Acquisition of Chinese relative clauses by deaf children in Hong Kong

Abstract
This paper is a study of how deaf children in Hong Kong acquire Chinese relative clauses. The relative clause is reported to be a difficult structure for deaf children (Friedmann & Szterman 2006). While it may be true for postnominal relative clauses, it is unclear whether prenominal relative clauses are equally difficult for deaf children. This paper explores this question by examining deaf children’s comprehension and production of Chinese relative clauses via an elicited production task, a picture selection task and a dots-connecting task, which are all presented in written format. In addition to deaf children, typically developing Cantonese children and Cantonese adults with high Chinese proficiency are also recruited for comparison.
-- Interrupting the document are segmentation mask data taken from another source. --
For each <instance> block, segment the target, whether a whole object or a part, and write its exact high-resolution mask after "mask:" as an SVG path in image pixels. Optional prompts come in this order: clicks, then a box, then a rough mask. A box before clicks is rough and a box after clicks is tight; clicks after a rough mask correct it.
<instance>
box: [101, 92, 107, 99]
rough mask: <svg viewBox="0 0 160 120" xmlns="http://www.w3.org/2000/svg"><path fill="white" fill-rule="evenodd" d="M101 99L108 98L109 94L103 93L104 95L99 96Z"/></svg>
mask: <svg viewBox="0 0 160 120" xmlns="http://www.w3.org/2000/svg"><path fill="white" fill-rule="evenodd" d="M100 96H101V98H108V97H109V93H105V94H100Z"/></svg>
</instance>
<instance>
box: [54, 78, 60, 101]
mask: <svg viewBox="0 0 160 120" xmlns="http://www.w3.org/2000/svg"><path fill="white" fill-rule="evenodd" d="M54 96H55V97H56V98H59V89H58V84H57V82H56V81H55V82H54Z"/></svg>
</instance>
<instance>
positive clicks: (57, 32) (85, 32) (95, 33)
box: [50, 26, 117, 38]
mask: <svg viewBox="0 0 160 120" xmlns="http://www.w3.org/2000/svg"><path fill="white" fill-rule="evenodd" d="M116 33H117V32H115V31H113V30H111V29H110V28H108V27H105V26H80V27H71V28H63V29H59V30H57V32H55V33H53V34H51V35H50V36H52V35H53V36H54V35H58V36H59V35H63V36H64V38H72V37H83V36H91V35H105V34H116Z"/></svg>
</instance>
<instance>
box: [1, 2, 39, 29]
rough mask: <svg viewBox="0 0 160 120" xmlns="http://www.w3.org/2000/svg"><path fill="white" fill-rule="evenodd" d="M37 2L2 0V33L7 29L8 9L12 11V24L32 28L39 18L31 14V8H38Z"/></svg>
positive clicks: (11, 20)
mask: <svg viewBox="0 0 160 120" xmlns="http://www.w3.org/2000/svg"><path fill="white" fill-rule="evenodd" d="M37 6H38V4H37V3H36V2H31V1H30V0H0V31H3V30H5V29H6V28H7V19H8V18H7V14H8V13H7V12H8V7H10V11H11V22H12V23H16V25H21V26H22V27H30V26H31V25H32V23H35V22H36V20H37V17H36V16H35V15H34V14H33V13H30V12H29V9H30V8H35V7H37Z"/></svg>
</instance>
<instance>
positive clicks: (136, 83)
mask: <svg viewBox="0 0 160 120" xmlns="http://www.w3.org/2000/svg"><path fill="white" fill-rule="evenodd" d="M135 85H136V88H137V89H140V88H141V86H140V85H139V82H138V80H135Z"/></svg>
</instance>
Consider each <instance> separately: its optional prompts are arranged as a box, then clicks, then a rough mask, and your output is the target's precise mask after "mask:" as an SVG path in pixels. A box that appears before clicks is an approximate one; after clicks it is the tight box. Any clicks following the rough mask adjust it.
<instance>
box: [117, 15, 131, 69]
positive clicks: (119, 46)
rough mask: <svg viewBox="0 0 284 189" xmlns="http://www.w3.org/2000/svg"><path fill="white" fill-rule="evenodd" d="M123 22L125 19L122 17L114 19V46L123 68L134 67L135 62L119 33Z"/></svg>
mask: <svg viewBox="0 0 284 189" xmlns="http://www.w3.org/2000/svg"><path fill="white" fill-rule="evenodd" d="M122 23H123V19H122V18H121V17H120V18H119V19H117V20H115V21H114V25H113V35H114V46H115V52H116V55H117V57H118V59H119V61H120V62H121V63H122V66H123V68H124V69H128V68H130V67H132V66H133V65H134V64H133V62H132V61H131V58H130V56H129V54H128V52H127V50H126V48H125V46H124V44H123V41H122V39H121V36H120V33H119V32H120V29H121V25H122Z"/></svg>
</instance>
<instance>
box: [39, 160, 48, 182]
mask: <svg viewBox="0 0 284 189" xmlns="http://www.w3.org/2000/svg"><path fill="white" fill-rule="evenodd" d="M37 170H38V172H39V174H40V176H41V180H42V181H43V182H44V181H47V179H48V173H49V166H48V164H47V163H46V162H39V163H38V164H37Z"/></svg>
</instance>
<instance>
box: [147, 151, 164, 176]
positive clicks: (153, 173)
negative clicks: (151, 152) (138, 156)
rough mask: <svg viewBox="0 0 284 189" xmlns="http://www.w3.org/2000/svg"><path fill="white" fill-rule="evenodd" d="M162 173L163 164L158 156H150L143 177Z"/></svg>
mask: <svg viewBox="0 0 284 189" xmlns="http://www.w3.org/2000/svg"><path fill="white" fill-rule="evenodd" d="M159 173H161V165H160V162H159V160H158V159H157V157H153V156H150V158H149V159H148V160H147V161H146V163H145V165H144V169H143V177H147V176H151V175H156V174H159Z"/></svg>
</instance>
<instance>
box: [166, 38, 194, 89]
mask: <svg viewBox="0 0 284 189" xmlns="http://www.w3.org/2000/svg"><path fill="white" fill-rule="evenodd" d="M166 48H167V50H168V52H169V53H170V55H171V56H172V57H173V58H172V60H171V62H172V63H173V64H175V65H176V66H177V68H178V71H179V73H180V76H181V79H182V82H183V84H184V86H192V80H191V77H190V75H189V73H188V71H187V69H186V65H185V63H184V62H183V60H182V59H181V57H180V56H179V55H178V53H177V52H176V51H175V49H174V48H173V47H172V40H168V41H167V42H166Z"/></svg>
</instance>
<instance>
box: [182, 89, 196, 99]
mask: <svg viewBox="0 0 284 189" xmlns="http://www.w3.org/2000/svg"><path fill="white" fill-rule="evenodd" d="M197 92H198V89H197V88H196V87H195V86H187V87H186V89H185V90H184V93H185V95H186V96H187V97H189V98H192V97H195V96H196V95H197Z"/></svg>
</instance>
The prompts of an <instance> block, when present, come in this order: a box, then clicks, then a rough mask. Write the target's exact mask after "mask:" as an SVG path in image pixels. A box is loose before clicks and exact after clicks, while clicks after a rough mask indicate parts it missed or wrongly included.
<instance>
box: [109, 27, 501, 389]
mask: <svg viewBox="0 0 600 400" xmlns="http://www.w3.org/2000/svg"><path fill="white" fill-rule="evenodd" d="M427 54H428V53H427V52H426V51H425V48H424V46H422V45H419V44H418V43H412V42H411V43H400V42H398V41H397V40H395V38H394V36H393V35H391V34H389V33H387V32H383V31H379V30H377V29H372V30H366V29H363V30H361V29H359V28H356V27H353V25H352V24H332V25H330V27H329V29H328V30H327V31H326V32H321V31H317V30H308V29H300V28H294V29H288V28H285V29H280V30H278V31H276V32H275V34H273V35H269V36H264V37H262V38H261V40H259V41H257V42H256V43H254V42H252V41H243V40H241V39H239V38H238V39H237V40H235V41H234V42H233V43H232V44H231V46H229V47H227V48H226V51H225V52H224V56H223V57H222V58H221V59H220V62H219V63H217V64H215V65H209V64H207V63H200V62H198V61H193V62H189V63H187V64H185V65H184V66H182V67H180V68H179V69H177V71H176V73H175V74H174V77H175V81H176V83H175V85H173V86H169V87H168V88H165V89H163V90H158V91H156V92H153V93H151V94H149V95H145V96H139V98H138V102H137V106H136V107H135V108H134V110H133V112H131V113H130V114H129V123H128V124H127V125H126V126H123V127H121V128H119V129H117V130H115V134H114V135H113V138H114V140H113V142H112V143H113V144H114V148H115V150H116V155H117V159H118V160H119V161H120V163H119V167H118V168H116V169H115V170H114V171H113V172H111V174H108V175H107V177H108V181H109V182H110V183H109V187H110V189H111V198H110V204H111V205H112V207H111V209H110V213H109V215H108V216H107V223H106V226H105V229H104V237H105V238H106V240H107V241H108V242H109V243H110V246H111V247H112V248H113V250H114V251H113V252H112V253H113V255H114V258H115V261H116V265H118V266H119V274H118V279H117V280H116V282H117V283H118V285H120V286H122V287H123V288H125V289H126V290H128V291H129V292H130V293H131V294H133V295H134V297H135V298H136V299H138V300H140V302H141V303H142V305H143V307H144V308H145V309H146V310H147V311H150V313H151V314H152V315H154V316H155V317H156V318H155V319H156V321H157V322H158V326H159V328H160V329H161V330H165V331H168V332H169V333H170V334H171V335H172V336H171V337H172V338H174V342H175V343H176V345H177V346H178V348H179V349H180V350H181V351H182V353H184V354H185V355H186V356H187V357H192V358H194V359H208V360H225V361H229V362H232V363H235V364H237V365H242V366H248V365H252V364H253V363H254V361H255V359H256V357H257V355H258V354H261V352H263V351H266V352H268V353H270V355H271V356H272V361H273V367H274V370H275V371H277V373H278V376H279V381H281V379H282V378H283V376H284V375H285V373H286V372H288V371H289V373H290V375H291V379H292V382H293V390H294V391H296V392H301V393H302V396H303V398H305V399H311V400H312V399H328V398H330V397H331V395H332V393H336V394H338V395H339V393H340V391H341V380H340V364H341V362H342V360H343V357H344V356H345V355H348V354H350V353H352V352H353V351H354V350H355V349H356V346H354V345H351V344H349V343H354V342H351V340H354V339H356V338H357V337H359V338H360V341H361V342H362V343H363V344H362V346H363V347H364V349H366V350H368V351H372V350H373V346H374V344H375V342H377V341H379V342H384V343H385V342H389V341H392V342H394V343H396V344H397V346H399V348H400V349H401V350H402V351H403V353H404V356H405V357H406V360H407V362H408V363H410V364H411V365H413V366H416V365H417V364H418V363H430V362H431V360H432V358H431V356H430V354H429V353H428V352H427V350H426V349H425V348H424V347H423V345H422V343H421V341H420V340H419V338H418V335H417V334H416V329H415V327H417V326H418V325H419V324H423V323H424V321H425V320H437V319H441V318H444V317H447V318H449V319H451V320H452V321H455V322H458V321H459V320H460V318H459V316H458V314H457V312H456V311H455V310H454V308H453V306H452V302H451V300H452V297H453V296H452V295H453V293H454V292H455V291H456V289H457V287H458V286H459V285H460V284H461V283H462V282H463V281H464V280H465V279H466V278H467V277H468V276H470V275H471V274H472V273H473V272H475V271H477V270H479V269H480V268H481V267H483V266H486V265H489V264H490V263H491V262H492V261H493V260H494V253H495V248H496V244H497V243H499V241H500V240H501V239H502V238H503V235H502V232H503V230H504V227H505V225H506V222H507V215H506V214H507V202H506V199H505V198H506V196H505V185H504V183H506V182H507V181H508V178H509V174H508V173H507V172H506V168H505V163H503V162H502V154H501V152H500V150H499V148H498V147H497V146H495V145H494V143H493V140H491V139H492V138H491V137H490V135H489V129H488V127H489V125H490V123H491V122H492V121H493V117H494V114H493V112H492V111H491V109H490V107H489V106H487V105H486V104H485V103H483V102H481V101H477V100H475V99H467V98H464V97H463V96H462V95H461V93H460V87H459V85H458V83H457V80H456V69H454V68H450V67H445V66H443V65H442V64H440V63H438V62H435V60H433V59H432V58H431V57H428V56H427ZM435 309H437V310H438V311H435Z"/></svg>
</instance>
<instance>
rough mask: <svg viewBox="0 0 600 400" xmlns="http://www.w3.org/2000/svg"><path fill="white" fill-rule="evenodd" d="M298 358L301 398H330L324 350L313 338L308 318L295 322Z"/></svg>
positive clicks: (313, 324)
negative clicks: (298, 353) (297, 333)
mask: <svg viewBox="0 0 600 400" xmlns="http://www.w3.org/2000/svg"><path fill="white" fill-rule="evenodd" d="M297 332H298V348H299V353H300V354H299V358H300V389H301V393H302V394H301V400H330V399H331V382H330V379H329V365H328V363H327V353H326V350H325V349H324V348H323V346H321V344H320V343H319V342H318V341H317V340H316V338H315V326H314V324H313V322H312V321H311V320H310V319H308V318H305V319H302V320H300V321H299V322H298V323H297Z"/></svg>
The results show that deaf children fall behind typically developing Cantonese children in production. But deaf children with higher Chinese proficiency can perform similarly with typically developing Cantonese children. The error types and the types of non-RC responses produced by deaf children are also present in the data of typically developing Cantonese children, suggesting that deaf children do not undergo a different pathway in the development of relative clauses. While typically developing Cantonese children demonstrate non-significant subject advantage in production but object advantage in comprehension, deaf children do not demonstrate subject-object asymmetry in production and object advantage in comprehension.